Closes #2288. Thanks to Poltorak Serguei.
---
 ChangeLog.txt            | 4 ++++
 lib/mosquitto_internal.h | 3 +++
 lib/net_mosq.c           | 9 ++++++---
 lib/options.c            | 8 ++++----
 4 files changed, 17 insertions(+), 7 deletions(-)

diff --git a/ChangeLog.txt b/ChangeLog.txt
index 3889adcd..3ce349ad 100644
--- a/ChangeLog.txt
+++ b/ChangeLog.txt
@@ -52,6 +52,10 @@ Client library:
 - Threaded mode is deconfigured when the mosquitto_loop_start() thread ends,
   which allows mosquitto_loop_start() to be called again.
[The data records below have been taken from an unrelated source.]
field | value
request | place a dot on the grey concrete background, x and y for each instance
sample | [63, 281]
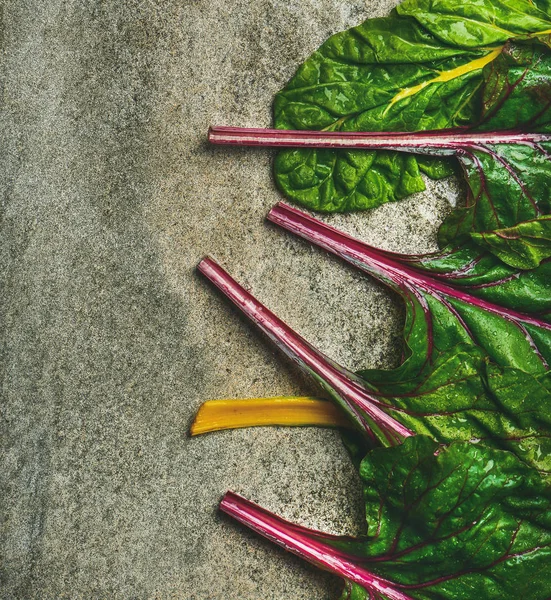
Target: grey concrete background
[110, 341]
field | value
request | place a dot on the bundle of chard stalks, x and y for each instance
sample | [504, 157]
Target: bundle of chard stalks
[455, 452]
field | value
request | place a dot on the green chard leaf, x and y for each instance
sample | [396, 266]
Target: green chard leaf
[475, 366]
[509, 183]
[450, 522]
[419, 69]
[354, 82]
[523, 246]
[448, 389]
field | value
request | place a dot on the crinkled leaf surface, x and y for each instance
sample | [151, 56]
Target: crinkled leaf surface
[461, 522]
[448, 387]
[509, 183]
[450, 522]
[406, 72]
[481, 23]
[524, 245]
[441, 315]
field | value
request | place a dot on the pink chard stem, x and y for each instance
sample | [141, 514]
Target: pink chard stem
[426, 142]
[387, 267]
[311, 545]
[343, 385]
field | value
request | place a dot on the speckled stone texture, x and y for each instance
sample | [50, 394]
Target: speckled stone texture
[111, 341]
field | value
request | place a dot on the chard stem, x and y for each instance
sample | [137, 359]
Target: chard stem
[306, 543]
[385, 266]
[426, 142]
[215, 415]
[345, 387]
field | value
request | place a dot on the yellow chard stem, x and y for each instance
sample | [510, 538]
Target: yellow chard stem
[215, 415]
[474, 65]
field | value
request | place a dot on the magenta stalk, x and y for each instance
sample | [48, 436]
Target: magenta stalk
[311, 545]
[383, 265]
[343, 385]
[444, 141]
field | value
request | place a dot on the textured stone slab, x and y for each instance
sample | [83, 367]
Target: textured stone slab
[110, 339]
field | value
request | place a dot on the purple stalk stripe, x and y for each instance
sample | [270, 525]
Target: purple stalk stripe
[419, 142]
[346, 386]
[381, 264]
[307, 544]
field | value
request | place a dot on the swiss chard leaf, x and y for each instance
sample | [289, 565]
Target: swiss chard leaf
[455, 522]
[524, 245]
[508, 182]
[440, 315]
[475, 24]
[457, 394]
[415, 70]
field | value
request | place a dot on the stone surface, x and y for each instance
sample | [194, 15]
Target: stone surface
[111, 341]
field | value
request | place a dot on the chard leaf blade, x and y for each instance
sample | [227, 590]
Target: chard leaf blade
[452, 522]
Closes #2242.
 - Fix MOSQ_OPT_SSL_CTX not being able to be set to NULL. Closes #2289.
+- Fix reconnecting failing when MOSQ_OPT_TLS_USE_OS_CERTS was in use, but none
+  of capath, cafile, psk, nor MOSQ_OPT_SSL_CTX were set, and
+  MOSQ_OPT_SSL_CTX_WITH_DEFAULTS was set to the default value of true.
+  Closes #2288.
 
 Apps:
 - Fix `mosquitto_ctrl dynsec setDefaultACLAccess` command not working.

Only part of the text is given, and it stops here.